The standard of care for patients with small cell lung cancer (SCLC) has been trapped in a period of stagnation for the past several decades. However, meaningful improvements in outcomes with immunotherapy in recent years are finally starting to change the tide for the first-line treatment of these patients.
“Over the past 30 to 40 years, over 60 active agents have been tried with improvements in response rate and progression-free survival, but no improvement in overall survival,” Benjamin P. Levy, MD, said in a presentation at the 17th Annual Winter Lung Cancer Conference®, hosted by Physicians’ Education Resource®, LLC. “This has historically [been an] aggressive disease with disappointing results. Immunotherapy clearly has been transformative in non—small cell lung cancer; it is the standard of care for most patients without a driver mutation in the first-line in combination with platinum chemotherapy and we see efficacy across various tumor types.”

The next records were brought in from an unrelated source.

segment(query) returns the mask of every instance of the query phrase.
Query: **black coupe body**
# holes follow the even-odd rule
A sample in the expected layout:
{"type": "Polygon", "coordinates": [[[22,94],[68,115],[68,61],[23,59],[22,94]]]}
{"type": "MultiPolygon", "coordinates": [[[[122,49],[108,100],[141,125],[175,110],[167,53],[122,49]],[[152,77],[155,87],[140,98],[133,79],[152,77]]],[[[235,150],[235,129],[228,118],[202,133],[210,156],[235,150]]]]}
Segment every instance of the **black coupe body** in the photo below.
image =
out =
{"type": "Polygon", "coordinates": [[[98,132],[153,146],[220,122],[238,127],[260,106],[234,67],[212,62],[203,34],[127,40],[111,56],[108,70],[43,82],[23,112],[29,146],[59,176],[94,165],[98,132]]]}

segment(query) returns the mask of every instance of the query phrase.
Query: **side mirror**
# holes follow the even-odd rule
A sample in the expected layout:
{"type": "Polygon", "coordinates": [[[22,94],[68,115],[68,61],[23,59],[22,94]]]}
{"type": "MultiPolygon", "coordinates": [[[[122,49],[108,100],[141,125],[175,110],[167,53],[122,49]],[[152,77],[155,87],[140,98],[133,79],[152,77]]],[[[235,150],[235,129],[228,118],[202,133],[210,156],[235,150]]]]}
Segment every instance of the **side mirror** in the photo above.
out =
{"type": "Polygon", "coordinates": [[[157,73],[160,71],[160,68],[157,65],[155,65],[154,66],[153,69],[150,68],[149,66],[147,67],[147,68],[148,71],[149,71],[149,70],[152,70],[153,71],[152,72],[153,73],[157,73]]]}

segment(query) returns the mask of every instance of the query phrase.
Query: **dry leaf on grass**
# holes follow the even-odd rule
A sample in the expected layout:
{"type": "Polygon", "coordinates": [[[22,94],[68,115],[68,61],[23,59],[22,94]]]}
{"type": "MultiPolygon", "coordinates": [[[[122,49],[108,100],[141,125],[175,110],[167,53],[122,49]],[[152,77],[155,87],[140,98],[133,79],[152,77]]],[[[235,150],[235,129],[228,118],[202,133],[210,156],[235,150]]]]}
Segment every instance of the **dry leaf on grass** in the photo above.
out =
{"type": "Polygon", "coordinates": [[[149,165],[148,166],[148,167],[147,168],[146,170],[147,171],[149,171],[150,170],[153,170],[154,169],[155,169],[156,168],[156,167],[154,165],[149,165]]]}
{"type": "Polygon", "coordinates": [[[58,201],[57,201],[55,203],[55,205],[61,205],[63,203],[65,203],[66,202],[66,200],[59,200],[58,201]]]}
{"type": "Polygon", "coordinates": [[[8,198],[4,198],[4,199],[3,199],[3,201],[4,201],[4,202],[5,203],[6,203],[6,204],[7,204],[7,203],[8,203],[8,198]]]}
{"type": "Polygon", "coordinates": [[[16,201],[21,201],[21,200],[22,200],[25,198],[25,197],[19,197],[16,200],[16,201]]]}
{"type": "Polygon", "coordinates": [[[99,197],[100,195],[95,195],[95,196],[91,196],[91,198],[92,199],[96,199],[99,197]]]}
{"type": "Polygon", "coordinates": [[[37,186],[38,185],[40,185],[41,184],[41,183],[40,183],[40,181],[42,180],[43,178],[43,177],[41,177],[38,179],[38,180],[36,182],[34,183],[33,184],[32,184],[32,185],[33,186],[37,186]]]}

SCLC has the characteristics of a disease that would be “ripe for the taking” with immunotherapy, Levy, an assistant professor of oncology and clinical director of Medical Oncology at Sidney Kimmel Cancer Center of Johns Hopkins Medicine, said during the meeting.1 According to a prospective study of patients with extensive-stage (ES) SCLC (n = 432), 93% received first-line therapy, 50% received second-line therapy, and 22% received third-line therapy.2
“Few patients receive third-line therapy,” Levy said. “I do not think that immunotherapy is going to play a meaningful role as a third-line [option] for these patients.”